As a child, I remember adult family members toasting New Year with a unanimous agreement that the current year had been tragic/depressing/full of disaster/maligned with bad luck and that they hoped the coming year would be better than the last one. I found it strange and troubling, thinking of all the other – good or just neutral – things that had happened and wondering why it was the bad thing that had made the year what it was.

I have since discovered that this is what human beings do. We have the cerebral wiring that anchors negative events – an ancient survival mechanism. We are more likely to recall and focus on the bad stuff, therefore, and rather forget that there were also many moments of happiness. There are good evolutionary reasons for this, but whilst we have rather moved on from the need to avoid that place where the sabre-toothed cat ate our uncle, our brains still work that way. Our desire to make sense of this creates patterns, meanings, stories. ‘It has been a bad year’ and not, ‘some things happened and some other things happened, some were good, some were bad, some were neutral,’ creates a meaning-full narrative. If bad things are the things that defined the period, then a new period gives us hope that things will be better ‘this year’ or ‘next week’ or ‘tomorrow’.
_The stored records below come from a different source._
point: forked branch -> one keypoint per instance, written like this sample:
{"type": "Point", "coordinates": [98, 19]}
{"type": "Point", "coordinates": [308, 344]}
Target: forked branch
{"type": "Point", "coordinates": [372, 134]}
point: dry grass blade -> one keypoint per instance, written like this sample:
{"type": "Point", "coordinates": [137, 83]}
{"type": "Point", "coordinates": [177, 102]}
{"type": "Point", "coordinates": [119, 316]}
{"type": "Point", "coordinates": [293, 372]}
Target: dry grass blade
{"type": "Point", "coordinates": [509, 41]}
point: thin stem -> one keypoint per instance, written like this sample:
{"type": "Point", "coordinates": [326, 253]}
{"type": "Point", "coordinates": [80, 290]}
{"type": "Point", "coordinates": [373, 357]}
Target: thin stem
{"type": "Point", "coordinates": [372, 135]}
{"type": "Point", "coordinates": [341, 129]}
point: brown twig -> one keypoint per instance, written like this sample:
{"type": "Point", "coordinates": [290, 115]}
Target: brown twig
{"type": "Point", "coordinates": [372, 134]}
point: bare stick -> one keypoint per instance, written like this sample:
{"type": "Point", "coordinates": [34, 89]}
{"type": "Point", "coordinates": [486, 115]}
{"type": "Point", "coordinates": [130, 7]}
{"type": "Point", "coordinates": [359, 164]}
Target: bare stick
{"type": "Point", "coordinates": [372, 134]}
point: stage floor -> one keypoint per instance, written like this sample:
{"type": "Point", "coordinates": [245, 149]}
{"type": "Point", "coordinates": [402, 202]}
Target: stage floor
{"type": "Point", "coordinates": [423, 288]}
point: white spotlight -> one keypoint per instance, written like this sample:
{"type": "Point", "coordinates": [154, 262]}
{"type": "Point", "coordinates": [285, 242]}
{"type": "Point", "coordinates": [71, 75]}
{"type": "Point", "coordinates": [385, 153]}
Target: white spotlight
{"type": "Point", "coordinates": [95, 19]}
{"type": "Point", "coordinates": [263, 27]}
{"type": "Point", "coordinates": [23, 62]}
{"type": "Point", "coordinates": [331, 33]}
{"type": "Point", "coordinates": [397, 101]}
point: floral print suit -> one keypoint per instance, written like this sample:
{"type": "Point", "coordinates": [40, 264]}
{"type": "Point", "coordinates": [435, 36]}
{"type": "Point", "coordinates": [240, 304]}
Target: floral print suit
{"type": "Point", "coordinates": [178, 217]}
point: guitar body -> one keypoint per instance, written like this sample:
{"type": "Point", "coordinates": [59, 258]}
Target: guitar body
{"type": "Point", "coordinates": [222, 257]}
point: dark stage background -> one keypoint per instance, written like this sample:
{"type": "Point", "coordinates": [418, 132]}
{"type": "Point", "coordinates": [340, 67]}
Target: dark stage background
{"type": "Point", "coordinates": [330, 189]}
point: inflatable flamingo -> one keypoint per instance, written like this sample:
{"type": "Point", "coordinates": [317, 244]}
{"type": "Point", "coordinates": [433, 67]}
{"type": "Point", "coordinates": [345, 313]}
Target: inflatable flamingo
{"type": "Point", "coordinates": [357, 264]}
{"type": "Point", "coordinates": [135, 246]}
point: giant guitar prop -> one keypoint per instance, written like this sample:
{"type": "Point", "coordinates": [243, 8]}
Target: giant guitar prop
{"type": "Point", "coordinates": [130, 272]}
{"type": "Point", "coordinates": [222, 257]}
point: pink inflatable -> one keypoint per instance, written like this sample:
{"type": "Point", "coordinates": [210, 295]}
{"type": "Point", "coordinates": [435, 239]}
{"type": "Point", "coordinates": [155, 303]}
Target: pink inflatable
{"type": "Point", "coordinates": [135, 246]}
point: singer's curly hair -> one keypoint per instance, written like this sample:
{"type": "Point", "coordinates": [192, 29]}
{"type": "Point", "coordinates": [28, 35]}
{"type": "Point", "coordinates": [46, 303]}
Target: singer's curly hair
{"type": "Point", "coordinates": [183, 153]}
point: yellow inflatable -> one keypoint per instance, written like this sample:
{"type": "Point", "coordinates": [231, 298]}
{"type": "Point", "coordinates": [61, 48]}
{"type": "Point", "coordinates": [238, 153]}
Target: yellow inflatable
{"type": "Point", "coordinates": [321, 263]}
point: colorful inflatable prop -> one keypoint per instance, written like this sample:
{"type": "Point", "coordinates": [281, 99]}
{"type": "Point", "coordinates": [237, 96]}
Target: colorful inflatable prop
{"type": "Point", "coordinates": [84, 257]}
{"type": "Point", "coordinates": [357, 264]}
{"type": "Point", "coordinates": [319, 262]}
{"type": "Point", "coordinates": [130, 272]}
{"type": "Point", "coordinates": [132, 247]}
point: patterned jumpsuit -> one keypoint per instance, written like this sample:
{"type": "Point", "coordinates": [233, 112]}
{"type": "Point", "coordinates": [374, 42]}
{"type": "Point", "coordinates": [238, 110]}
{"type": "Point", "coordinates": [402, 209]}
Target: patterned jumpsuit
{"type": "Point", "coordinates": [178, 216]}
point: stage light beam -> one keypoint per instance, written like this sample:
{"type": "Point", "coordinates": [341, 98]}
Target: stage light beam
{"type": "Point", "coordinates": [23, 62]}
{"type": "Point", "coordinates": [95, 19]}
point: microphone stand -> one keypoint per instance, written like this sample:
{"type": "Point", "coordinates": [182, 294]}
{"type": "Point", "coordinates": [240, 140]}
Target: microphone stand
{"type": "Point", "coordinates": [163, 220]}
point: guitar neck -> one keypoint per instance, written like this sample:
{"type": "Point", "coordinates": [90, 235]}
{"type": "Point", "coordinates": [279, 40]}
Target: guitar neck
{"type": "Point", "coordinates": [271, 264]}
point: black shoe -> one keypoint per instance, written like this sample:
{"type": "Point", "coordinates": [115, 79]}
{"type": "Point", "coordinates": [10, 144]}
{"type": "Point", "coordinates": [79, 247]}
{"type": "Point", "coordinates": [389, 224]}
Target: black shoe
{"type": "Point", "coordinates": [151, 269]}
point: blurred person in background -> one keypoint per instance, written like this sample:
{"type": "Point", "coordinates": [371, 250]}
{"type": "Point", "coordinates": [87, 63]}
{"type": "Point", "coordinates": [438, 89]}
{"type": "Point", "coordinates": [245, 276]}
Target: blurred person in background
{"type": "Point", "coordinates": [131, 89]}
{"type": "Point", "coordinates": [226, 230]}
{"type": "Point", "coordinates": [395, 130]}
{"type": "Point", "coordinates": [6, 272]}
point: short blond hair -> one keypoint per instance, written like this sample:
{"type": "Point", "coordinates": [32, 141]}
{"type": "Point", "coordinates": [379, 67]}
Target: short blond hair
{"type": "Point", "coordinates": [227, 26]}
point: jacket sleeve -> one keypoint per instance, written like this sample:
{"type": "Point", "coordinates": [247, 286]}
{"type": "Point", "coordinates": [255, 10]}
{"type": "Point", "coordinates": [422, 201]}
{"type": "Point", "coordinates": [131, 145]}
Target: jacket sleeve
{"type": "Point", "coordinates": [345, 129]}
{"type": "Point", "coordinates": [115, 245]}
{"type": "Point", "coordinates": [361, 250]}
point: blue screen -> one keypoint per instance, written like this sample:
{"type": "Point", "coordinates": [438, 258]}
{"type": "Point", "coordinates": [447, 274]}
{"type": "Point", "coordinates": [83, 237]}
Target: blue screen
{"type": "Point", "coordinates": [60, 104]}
Hope is a deeply human and necessary thing. In the darkness, we choose to see light. Indeed, it is in the darkness perhaps that the light is more visible. Hope is a particular feature of faith, but those without faith see it and desire it too. As a chaplain it is a question I ask often, and maybe moreso of people who don’t have any religious beliefs: What gives you hope? Maybe this is one reason the story of the Magi is so compelling, even for non-Christians. A bunch (maybe three, maybe many more) of astrologers, ‘foreigners’ from ‘The East’ choosing to follow a strange bright new star towards an unknown goal, and finding in that very lowly place, the Light of the World? It’s probably the best metaphor for the unversality of hope that I can think of!

We look forward to a ‘better’ 2021, even though we don’t know what will happen, except that it might be good. And some of it will be. There will most definitely be moments of darkness, of uncertainty, of loss. The reality is that the challenges of Covid, of climate change, of war and natural disaster, of political upheaval, and all the private and personal traumas are not suddenly going to go away. But there will also be joy, wonder, laughter, love, hope. All of it is real, and all of it is what it means to be human and to be alive.

The Magi didn’t know where they were going, but they went anyway. Because the beckoning light of Hope was too much, too big, too important to ignore, or to simply watch from afar.

With the brightest of blessings of love and hope for this year and all years.